Paul Richman, the Insured Retirement Institute’s chief government and political affairs officer, says that discovering inadvertent drafting technical mistakes is not uncommon after Congress enacts comprehensive legislation on the scale of the Secure 2.0 Act.

“Such errors are often corrected and are resolved through legislation that Congress will subsequently pass,” Richman says. “The U.S. Treasury Department and U.S. Internal Revenue Service are charged with implementing these portions of the new law. If an error is found to exist, IRI expects it will work with these agencies to find an appropriate solution to remedy any problem a technical error may have created.”

Richman says the IRI would also work to educate and inform Congress about solutions proposed to fix any technical errors.

“The provision related to catch-up contributions to retirement plans is not due to be implemented until 2024, so time is available, if needed, to address any identified and inadvertent technical drafting errors,” he adds.

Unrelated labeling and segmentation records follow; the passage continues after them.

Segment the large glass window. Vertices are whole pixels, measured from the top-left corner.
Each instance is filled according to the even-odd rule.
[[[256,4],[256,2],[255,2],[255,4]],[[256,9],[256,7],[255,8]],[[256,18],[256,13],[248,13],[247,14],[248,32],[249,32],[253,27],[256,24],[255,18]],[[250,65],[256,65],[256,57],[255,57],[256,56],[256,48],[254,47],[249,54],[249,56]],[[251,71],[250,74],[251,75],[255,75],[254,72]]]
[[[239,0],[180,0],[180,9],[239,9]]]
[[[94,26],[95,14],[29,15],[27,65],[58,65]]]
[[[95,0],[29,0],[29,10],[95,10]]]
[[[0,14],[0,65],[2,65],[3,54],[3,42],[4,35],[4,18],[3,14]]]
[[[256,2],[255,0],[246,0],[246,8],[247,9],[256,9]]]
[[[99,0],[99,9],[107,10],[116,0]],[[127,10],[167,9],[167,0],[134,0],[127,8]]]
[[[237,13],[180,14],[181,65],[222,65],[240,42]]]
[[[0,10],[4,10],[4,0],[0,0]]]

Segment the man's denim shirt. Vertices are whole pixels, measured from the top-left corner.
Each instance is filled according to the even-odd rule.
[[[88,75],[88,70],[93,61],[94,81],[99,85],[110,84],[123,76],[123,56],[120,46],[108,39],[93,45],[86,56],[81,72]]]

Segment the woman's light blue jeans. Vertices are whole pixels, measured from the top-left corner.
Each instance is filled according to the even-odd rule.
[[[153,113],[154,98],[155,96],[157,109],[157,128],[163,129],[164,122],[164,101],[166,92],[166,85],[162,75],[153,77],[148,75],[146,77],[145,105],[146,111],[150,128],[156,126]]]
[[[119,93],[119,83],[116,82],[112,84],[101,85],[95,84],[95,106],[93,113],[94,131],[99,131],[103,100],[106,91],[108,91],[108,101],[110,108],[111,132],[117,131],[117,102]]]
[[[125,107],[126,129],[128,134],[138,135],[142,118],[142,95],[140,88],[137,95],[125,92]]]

Not the Only Apparent Drafting Issue

While definitely the most notable, this is not the first apparent drafting issue to be identified by retirement industry experts who are hard at work digesting the more than 300 pages of text that comprise the Secure 2.0 Act.

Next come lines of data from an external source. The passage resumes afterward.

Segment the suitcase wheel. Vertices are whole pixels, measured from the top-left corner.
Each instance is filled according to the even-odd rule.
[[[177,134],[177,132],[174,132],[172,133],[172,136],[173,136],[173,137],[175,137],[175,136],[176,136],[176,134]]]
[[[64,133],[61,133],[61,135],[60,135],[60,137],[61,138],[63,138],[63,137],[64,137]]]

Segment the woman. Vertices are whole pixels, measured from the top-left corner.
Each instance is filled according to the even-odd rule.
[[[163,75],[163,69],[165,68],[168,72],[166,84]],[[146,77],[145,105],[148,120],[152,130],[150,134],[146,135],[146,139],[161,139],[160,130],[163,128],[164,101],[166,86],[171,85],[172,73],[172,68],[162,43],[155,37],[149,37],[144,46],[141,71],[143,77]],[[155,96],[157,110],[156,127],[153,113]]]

In various presentations he has given about the Secure 2.0 Act, Jeff Levine, Kitces.com’s lead financial planning nerd and Buckingham Wealth Partners’ chief planning officer, has pointed to an issue affecting the age at which certain savers must begin taking required minimum distributions from tax-qualified retirement accounts.

According to Levine and others, unless a technical or regulatory correction is issued, it appears that individuals born in 1959 will actually have two different RMD ages: 73 and 75. The issue, as Levine sees it, is that a person born in 1959 will both turn 73 before 2033 (i.e., in 2032) and turn 74 after 2032 (i.e., in 2033). This fact raises some uncertainty under Section 107 of the Secure 2.0 Act, which increases the RMD age to 73 starting on Jan. 1, 2023, and again to 75 starting on Jan. 1, 2033.

Levine sees this as a mistake in drafting, and with this particular RMD age issue still being a decade out, it’s “really not that important right now,” he says.